Last week I was informed that at the New Year's 'kagami biraki' in Tokyo, Hombu dojo had awarded me the title of shihan. It was a bit of a surprise. Not something I was expecting or bracing for. It has a little bit of history with me. I started aikido in 1969 with Robert Frager and Robert Nadeau senseis. At the time they were fresh off having trained in Japan at Hombu dojo. I consider them both direct students of the founder Ueshiba Osensei. When I went to Japan and started training at the Shingu dojo the term came into my consciousness. Anno, Yanase , and Tojima sensei's (top photo upper row) were referred to by that title. The last 2 held 6th dan. And Anno sensei was at the time 7th. So it was natural to assume the title came with an upper rank. I returned to the Shingu dojo several times in the early ninties. At the time I was a 6th dan and surprised to hear Yanase sensei, definitely one of my all time heroes, refer to me as Jack shihan. I later found out that at the Shingu dojo when you received 5th you had the title of shihan. But when the area leaders here received their upper ranks I found out that the title didn't come with a rank promotion.
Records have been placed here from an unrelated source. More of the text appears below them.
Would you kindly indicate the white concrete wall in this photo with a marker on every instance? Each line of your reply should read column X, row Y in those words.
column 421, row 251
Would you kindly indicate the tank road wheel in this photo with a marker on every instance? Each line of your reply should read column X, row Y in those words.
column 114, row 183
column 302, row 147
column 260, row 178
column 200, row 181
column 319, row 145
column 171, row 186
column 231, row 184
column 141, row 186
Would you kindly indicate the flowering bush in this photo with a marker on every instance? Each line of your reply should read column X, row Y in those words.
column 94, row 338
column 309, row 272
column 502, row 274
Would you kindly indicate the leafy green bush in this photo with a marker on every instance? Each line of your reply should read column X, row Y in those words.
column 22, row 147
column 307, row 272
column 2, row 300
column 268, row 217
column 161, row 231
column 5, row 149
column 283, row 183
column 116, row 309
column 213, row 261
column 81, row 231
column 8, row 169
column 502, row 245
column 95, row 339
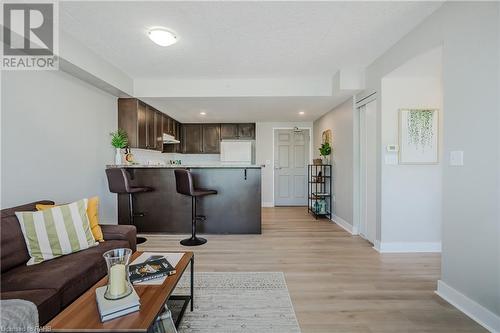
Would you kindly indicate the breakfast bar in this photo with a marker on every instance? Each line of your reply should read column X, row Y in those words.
column 236, row 209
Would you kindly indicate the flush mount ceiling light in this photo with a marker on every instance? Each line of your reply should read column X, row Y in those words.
column 162, row 36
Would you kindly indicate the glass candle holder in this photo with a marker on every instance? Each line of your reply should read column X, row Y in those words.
column 117, row 261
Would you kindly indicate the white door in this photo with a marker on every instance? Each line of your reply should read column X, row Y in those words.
column 291, row 154
column 368, row 170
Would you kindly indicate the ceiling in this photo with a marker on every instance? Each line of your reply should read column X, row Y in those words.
column 229, row 39
column 244, row 109
column 427, row 64
column 241, row 40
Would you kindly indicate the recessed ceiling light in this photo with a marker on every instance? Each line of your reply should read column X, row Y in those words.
column 162, row 36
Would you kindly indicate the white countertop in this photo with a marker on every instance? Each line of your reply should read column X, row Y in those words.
column 185, row 166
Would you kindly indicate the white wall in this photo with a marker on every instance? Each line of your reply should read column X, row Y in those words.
column 55, row 139
column 469, row 33
column 264, row 137
column 340, row 121
column 411, row 194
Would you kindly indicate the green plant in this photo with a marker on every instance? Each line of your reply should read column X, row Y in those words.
column 325, row 149
column 119, row 139
column 420, row 124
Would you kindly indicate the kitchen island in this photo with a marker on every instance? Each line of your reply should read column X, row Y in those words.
column 235, row 209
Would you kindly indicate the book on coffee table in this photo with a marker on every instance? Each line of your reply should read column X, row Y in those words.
column 172, row 257
column 154, row 268
column 110, row 309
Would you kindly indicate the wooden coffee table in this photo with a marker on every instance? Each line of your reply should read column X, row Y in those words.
column 82, row 315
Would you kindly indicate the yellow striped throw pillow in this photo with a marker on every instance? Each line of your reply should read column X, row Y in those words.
column 56, row 231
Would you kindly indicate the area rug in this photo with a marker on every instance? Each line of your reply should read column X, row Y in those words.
column 238, row 302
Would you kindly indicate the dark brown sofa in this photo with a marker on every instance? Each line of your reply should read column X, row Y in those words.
column 54, row 284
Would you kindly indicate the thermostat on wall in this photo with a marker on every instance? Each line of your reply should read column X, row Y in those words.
column 392, row 148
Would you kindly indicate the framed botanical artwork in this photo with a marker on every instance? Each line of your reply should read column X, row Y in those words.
column 418, row 136
column 326, row 136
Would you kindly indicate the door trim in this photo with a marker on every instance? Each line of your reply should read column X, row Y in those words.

Sometime in the early 2000's Nadeau sensei received the title. I arranged a special dinner for him on that occasion and got quite a group of his longtime students to attend. He along with Frank Doran sensei and Pat Hendricks sensei now hold the title of shihan. It is an award that must be conferred upon you and not necessarily tied to high rank. Although you must hold a high rank to be awarded the title. Confusing?
The Japanese characters mean a teacher who is an example to other teachers. It is often referred to as Master Instructor. But when Tojima sensei visited in 1979 he stated that there was only one Master in Aikido, and that was Ueshiba Osensei. And I believe that to this day. So I prefer the first definition. Certainly the 3 Shingu teachers were definitely role models for me. Anno sensei does that to this day. And the 3 division heads of CAA also I find wonderful role models.
Along with my fellow CAA members Frank McGourik sensei, Michael Friedl sensei, and Cyndy Hayashi sensei also received the title. So I wish them the heartiest congratulations. I especially want to than Hayashi sensei for all the tireless work she has put into the Association. I am sure this award could not have happened without her effort and dedication.
It was December of 1969. I had just completed a quarter of training at the UC Santa Cruz Aikido Club. I went with Robert Frager sensei on a field trip to the Mt View dojo. Walking around the dojo I came upon this certificate
I wonder how many of even the Japanese instructors ever got awarded one of those? It is signed by second Doshu Kisshomaru Ueshiba and by none other than Ueshiba Osensei himself! Quite a document!
The only teaching certificate I hold was issued to me in April of 1973 by Master Choy Kam Man , certifying me as a t'ai chi ch'uan instructor. But this is definitely quite an honor I would like to thank all the instructors and students of Aikido of San Jose who have supported me over these many years. Without you none of this would have been possible!